Il viaggio all’inferno di Terrence Malick

Il viaggio all’inferno di Terrence Malick

di Giovanni Liberato


Malamente tradotto in “La Rabbia giovane” (titolo originale: Badlands, 1973), la versione italiana focalizza l’azione violenta dei protagonisti che, seppur importante, non è decisiva per la comprensione dell’opera.

Martin Sheen e Sissy Spacek sono Kit e Holly, giovani che combattono chiunque si frapponga loro lungo le sterminate pianure americane, che sono dunque le malebolge dell’inferno dantesco. La natura è onnipresente come sempre nella filmografia di Malick, ed ha una forza evocativa che fa della casa sull’albero dei fuggitivi un nascondiglio di guerra: lui è un soldato che si addestra, lei è una contadina vietnamita che porta l’acqua sulla spalle.

Novelli Bonnie e Clyde, sono in realtà angeli della morte già nei loro nomi: Kit è (dei) Kittim, cioè dell’esercito delle tenebre destinato ad essere sconfitto dai figli della luce secondo l’apocalittica giuidaica di Qumran; Holly è invece divinità (Holy) adèspota (cioè senza santa onomastica), quindi senza Dio.

L’atmosfera metafisica è segnata dalle robotiche reazioni dei due alle cruente uccisioni: lui spara al padre di lei e mette fuoco alla casa; l’incendio fa risaltare le immagini del Cristo e del Satana che preannunciano la lotta.

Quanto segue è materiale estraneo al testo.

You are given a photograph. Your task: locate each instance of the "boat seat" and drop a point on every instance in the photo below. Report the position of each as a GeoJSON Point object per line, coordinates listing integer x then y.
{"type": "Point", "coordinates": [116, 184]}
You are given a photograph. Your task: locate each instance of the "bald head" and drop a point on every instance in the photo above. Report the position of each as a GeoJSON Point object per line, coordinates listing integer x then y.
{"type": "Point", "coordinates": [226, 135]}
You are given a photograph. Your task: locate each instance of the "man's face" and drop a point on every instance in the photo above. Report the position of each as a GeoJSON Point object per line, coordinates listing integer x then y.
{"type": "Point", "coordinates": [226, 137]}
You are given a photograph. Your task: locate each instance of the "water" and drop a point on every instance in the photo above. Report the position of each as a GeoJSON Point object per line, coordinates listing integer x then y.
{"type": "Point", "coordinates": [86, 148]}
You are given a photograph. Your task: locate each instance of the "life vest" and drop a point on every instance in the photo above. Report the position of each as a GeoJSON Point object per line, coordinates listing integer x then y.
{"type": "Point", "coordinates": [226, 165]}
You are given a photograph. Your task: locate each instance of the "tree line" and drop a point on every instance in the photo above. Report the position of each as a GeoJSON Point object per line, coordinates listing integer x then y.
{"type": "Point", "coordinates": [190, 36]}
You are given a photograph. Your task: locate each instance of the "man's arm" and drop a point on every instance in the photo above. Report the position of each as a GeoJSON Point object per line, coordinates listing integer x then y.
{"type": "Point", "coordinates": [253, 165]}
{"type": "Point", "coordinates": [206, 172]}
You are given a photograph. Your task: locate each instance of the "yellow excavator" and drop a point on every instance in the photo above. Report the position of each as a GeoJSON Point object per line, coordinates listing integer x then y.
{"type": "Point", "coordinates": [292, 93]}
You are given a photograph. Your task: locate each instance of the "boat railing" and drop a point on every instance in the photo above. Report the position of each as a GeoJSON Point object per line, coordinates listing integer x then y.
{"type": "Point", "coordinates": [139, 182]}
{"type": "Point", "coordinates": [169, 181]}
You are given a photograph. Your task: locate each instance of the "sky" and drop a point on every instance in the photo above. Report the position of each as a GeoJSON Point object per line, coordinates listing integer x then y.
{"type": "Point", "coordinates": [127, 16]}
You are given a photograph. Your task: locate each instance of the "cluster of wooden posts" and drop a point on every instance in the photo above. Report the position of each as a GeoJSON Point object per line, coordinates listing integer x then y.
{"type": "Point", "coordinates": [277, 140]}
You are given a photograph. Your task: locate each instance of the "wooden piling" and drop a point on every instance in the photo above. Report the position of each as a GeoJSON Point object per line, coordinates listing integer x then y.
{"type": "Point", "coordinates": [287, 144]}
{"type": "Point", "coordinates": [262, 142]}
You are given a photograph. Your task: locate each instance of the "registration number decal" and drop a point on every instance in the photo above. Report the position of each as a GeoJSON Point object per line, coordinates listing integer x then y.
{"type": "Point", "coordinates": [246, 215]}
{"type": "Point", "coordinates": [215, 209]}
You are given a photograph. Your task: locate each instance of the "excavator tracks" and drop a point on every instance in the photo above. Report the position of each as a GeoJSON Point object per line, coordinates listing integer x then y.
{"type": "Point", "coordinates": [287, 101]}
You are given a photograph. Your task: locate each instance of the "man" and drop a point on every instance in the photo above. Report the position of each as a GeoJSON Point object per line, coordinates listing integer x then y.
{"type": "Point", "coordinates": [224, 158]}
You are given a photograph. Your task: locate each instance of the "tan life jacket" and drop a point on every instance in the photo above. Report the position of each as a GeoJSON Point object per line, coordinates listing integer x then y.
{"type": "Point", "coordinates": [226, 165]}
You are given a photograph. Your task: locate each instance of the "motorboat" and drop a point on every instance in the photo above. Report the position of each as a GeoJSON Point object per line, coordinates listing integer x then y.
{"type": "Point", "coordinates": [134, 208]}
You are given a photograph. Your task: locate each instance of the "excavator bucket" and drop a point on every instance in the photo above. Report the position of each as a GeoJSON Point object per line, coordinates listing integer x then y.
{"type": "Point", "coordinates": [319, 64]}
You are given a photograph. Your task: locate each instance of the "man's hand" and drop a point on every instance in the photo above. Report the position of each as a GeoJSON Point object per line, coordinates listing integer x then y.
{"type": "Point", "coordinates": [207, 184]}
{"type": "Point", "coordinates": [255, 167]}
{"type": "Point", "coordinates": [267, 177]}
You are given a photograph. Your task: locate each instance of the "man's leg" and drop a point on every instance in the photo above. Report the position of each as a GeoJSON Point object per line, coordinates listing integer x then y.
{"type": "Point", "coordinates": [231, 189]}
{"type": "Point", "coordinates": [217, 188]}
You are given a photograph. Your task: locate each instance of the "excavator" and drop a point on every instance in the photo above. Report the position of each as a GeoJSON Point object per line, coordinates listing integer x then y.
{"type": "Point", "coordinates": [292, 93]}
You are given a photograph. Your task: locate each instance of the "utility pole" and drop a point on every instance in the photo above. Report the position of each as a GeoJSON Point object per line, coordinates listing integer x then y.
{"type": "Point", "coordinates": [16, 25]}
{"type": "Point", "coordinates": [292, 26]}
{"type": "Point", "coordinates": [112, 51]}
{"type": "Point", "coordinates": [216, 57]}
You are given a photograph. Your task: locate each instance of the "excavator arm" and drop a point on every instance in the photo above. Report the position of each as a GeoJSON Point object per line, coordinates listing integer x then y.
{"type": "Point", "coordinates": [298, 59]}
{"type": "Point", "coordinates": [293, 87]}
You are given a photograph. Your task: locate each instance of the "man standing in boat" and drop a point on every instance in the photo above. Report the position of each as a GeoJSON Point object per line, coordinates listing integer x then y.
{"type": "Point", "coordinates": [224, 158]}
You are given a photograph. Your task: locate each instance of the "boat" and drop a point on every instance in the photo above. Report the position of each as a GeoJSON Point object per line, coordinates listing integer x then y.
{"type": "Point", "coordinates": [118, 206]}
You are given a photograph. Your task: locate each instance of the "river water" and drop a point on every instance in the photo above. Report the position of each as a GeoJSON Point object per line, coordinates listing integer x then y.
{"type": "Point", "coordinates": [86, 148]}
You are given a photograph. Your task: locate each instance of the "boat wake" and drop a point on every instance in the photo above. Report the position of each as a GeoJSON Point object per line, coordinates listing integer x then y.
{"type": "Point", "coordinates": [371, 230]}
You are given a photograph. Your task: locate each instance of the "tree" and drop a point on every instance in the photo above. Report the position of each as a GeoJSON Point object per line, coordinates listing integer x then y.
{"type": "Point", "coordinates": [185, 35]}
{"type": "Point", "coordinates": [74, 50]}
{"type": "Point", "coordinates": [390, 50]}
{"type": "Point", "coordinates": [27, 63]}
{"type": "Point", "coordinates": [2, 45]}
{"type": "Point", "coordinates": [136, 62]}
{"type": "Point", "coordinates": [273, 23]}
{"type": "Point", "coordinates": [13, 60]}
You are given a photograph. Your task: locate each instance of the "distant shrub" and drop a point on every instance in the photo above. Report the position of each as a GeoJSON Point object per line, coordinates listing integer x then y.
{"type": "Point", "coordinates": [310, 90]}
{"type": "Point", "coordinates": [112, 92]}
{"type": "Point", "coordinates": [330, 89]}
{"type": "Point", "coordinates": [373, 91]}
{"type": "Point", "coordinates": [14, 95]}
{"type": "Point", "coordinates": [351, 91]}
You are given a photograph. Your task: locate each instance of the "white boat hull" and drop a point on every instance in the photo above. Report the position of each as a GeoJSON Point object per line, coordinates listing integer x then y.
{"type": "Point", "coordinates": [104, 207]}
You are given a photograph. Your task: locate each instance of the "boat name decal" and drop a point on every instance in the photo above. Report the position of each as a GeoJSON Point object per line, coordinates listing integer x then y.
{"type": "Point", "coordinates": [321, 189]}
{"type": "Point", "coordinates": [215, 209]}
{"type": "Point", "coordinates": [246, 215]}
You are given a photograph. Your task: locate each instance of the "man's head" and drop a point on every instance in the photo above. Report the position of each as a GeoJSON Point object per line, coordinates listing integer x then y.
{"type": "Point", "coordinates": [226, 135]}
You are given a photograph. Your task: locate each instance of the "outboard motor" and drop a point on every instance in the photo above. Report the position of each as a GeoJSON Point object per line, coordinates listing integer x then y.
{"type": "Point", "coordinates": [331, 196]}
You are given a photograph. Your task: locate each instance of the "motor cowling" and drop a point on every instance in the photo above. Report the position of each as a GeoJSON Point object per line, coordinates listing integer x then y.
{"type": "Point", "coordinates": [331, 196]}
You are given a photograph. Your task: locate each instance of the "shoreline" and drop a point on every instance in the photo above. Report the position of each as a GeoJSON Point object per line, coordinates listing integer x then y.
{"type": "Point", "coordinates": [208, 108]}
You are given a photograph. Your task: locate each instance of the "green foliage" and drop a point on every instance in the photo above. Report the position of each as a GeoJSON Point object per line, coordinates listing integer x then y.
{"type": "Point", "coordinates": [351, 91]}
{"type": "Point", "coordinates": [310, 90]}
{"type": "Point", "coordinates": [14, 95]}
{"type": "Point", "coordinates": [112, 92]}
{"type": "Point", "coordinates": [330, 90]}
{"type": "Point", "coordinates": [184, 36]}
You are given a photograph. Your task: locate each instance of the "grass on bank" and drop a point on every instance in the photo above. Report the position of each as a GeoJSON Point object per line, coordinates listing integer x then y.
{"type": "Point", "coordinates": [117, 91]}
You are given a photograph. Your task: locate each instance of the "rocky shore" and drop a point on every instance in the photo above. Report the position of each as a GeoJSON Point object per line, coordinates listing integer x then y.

Malick non indugia mai sulle necessità quotidiane durante la fuga: la loro estraneità all’umanità è totale, e il film corre veloce verso il baratro; i “cattivi”, che sono i “buoni”, subiscono ingenti perdite, ma alla fine non possono non vincere, catturandoli. Il finale è triste, perché terribilmente “normalizzato”: lui verso la morte, lei verso la (nuova) vita; i due destini si separano in direzioni opposte che hanno nella vena granitica della voluta mancanza di senso la comune radice.